- Born: Theodore Waldman February 12, 1899 Birmingham, Alabama, U.S.
- Died: February 1, 1987 (aged 87) Los Angeles, U.S.
- Occupations: Vaudeville entertainer, harmonicist
- Years active: c. 1911–1950s

= Ted Waldman =

American vaudeville entertainer (1899–1987)

Theodore Waldman (February 12, 1899 - February 1, 1987) was an American vaudeville entertainer and harmonica player.

==Life and career==
Born in Birmingham, Alabama, Ted Waldman learned harmonica during his childhood and first performed to his customers when working at a cafe in Charlotte, North Carolina. In about 1911, he joined a touring tab show and played in vaudeville houses. He was successful and signed for a mainstream vaudeville company, where he teamed up with comedian Ned Norworth. After a few years, he was heard in New York City by popular entertainer Eva Tanguay, who invited him to join her act. He remained with Tanguay for four years, playing harmonica while she changed outfits, and engaging with her in repartee.

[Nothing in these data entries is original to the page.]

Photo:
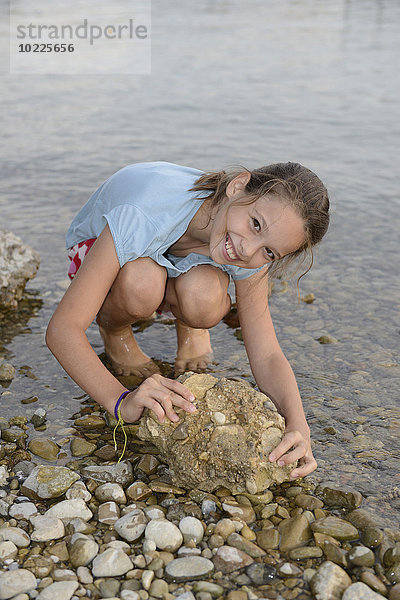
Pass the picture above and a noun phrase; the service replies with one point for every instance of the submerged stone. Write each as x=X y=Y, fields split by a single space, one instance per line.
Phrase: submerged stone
x=210 y=455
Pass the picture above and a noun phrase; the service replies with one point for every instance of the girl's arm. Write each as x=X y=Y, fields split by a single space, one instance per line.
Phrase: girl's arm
x=273 y=373
x=67 y=340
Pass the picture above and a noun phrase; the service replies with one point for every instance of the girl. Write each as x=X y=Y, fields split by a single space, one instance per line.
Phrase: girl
x=163 y=236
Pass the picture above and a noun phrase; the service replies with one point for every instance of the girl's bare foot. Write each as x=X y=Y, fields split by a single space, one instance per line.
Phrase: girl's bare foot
x=124 y=353
x=194 y=348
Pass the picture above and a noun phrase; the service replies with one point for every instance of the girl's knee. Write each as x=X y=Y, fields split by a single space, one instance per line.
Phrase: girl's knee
x=141 y=285
x=202 y=294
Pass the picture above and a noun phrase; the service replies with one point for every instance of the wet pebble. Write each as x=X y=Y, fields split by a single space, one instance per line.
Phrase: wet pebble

In the 1920s, he worked with his brother Al Waldman in an act called Blue-O-Logy. They both performed in blackface, and Ted Waldman played eleven different mouth organs of different sizes. He claimed to be the first person to play blues on harmonica, and was known for his "clowning and trickery with the garden variety harmonica". The brothers worked together until the late 1930s, when Al retired and Ted's wife Priscilla joined in his place, playing ukulele. During World War II, the couple toured with the USO in Australia and elsewhere. A Billboard review in 1941 said: "Ted Waldman kept them laughing with his harmonica imitations and off-key strayings. He offers a novel closing by playing the instrument without use of hands, running up the scale and drawing It in as he goes until it seems he must swallow the harmonica to hit the top note....".

After retirement, Waldman and his wife did voluntary work at the Motion Picture Country House in California. He died in Los Angeles in 1987 at the age of 87.